La famille de Gunnar Kaufman a été présente à tous les moments charnières de l’histoire des Noirs américains, et toujours du mauvais côté de la lutte: c’est ce que nous explique le jeune Gunnar lui-même au fil des premières pages d’ « American Prophet. » Des pages hilarantes qui donnent le ton de ce roman paru en 1996 aux Etats-Unis et enfin traduit dans nos contrées reculées. En donnant la parole à ce personnage, probablement le plus marquant qu’il nous soit donné de rencontrer en cette rentrée, Paul Beatty livre un premier roman singulier, dense, acide, politique, savoureux.

Très loin du politiquement correct comme de la provocation facilement cynique, le récit donné par l’incroyable Gunnar aborde et déconstruit sans en avoir l’air tous les clichés – qu’ils soient réactionnaires ou progressistes – liés aux problèmes raciaux et à l’activisme. Mais s’en tenir à sa dimension sociologique serait passer à côté des plus belles qualités du livre: sa narration et son humour, empreints de discrète sophistication. Souvent, avec son personnage à la fois écolier et prophète subversif, American Prophet rappelle les récentes Instructions. Mais là où le certes impressionnant roman d’Adam Levin ployait quelque peu sous son ambition meta, le texte de Paul Beatty, ample mais plus serré, ne vous tombera jamais des mains. Et presque chaque page implore d’être relue, ici pour un trésor de construction, là pour un paragraphe uppercut, ailleurs pour une punchline virtuose.

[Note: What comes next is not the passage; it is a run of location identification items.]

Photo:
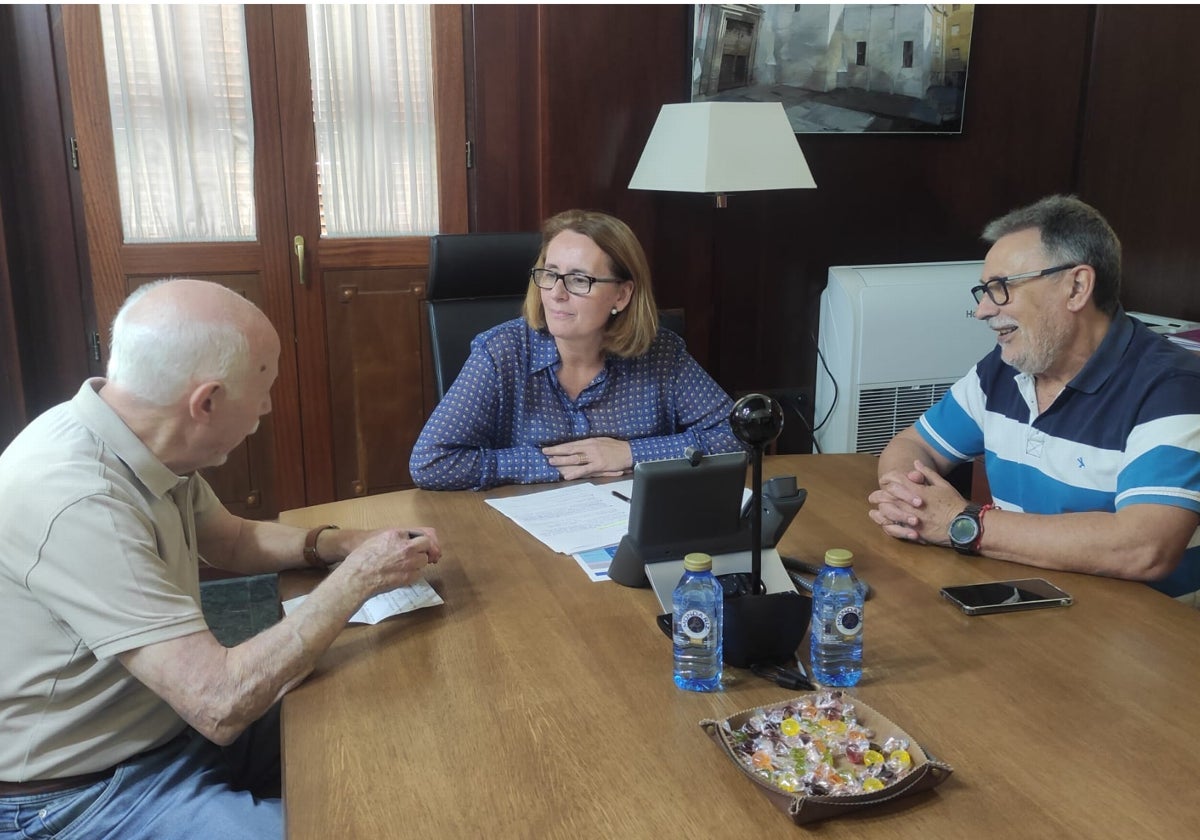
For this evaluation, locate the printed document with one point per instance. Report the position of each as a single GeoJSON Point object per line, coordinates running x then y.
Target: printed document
{"type": "Point", "coordinates": [570, 520]}
{"type": "Point", "coordinates": [387, 604]}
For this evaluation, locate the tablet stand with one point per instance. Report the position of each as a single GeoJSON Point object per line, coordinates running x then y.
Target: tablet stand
{"type": "Point", "coordinates": [761, 628]}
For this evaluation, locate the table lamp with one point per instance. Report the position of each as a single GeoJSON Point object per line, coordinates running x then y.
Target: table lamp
{"type": "Point", "coordinates": [721, 148]}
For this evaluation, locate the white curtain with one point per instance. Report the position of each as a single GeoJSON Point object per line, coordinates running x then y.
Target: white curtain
{"type": "Point", "coordinates": [183, 127]}
{"type": "Point", "coordinates": [372, 81]}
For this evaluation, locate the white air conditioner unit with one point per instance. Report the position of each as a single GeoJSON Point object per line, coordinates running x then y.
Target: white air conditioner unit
{"type": "Point", "coordinates": [894, 339]}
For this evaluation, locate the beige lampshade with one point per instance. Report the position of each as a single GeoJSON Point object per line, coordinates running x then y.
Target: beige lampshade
{"type": "Point", "coordinates": [720, 148]}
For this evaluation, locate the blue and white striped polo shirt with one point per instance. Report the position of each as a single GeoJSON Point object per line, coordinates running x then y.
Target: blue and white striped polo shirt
{"type": "Point", "coordinates": [1125, 431]}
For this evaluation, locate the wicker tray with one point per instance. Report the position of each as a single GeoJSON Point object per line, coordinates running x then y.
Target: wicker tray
{"type": "Point", "coordinates": [924, 773]}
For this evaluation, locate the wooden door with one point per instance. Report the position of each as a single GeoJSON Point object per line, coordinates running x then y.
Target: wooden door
{"type": "Point", "coordinates": [309, 450]}
{"type": "Point", "coordinates": [365, 342]}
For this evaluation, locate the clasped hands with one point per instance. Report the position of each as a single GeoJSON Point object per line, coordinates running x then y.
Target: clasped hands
{"type": "Point", "coordinates": [916, 505]}
{"type": "Point", "coordinates": [591, 456]}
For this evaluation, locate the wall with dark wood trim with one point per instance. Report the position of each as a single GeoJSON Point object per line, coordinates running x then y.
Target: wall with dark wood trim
{"type": "Point", "coordinates": [1140, 150]}
{"type": "Point", "coordinates": [1096, 100]}
{"type": "Point", "coordinates": [1060, 99]}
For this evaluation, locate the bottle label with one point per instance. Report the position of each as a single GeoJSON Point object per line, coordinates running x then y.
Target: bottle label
{"type": "Point", "coordinates": [696, 624]}
{"type": "Point", "coordinates": [849, 621]}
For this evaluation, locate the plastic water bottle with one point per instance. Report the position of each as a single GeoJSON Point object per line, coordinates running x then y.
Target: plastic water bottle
{"type": "Point", "coordinates": [837, 629]}
{"type": "Point", "coordinates": [699, 607]}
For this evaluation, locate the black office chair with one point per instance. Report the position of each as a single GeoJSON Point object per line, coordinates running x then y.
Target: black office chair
{"type": "Point", "coordinates": [477, 281]}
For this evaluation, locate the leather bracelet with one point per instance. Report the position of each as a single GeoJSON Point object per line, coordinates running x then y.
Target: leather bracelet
{"type": "Point", "coordinates": [310, 546]}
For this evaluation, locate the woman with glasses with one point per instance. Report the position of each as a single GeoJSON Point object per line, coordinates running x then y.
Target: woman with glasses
{"type": "Point", "coordinates": [586, 383]}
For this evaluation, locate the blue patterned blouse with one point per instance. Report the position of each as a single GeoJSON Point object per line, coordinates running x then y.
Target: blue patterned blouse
{"type": "Point", "coordinates": [507, 405]}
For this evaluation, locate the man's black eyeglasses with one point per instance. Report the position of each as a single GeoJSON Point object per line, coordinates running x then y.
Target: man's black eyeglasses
{"type": "Point", "coordinates": [997, 287]}
{"type": "Point", "coordinates": [574, 282]}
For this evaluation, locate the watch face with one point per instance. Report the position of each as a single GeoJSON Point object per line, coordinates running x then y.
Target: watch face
{"type": "Point", "coordinates": [964, 529]}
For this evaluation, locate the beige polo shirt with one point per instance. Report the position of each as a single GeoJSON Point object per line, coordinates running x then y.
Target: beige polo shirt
{"type": "Point", "coordinates": [97, 556]}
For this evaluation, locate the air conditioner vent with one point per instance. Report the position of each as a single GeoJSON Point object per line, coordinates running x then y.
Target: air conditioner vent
{"type": "Point", "coordinates": [883, 412]}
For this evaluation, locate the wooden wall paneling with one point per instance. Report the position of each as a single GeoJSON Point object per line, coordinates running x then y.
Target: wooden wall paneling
{"type": "Point", "coordinates": [377, 363]}
{"type": "Point", "coordinates": [1139, 162]}
{"type": "Point", "coordinates": [12, 391]}
{"type": "Point", "coordinates": [49, 303]}
{"type": "Point", "coordinates": [597, 115]}
{"type": "Point", "coordinates": [503, 55]}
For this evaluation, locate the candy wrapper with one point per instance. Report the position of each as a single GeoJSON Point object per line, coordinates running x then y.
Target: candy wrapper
{"type": "Point", "coordinates": [825, 754]}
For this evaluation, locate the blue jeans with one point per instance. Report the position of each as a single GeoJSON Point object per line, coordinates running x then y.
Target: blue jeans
{"type": "Point", "coordinates": [187, 789]}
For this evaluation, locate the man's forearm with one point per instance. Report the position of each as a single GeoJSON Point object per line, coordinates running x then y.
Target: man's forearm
{"type": "Point", "coordinates": [903, 450]}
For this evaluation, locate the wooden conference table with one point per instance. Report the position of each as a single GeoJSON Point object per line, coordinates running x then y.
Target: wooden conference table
{"type": "Point", "coordinates": [537, 703]}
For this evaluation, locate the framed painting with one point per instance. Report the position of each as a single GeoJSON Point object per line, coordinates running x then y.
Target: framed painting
{"type": "Point", "coordinates": [851, 69]}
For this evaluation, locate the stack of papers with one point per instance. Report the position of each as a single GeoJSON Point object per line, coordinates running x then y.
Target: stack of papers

Au nom du slam et du slam dunk

Si le héros commence le roman dans un quartier blanc bon teint de Los Angeles, il sera vite déménagé, toujours à L.A., dans un ghetto afin d’y prendre des leçons de nigger-attitude. Passé cet apprentissage express et douloureux, il deviendra plus ou moins malgré lui le porte-parole de « son » peuple tout en excellant de façon démesurée dans les activités que la société semble attendre des individus de sa couleur de peau: le basket-ball et la poésie de rue. C’est donc par la grâce de ces deux talents que se met en branle la croisade plus ou moins volontaire de Gunnar, qui est aussi un roman d’apprentissage freak, et qui culmine en une délirante logique de suicide collectif – mais aussi avec la découverte de l’Amour.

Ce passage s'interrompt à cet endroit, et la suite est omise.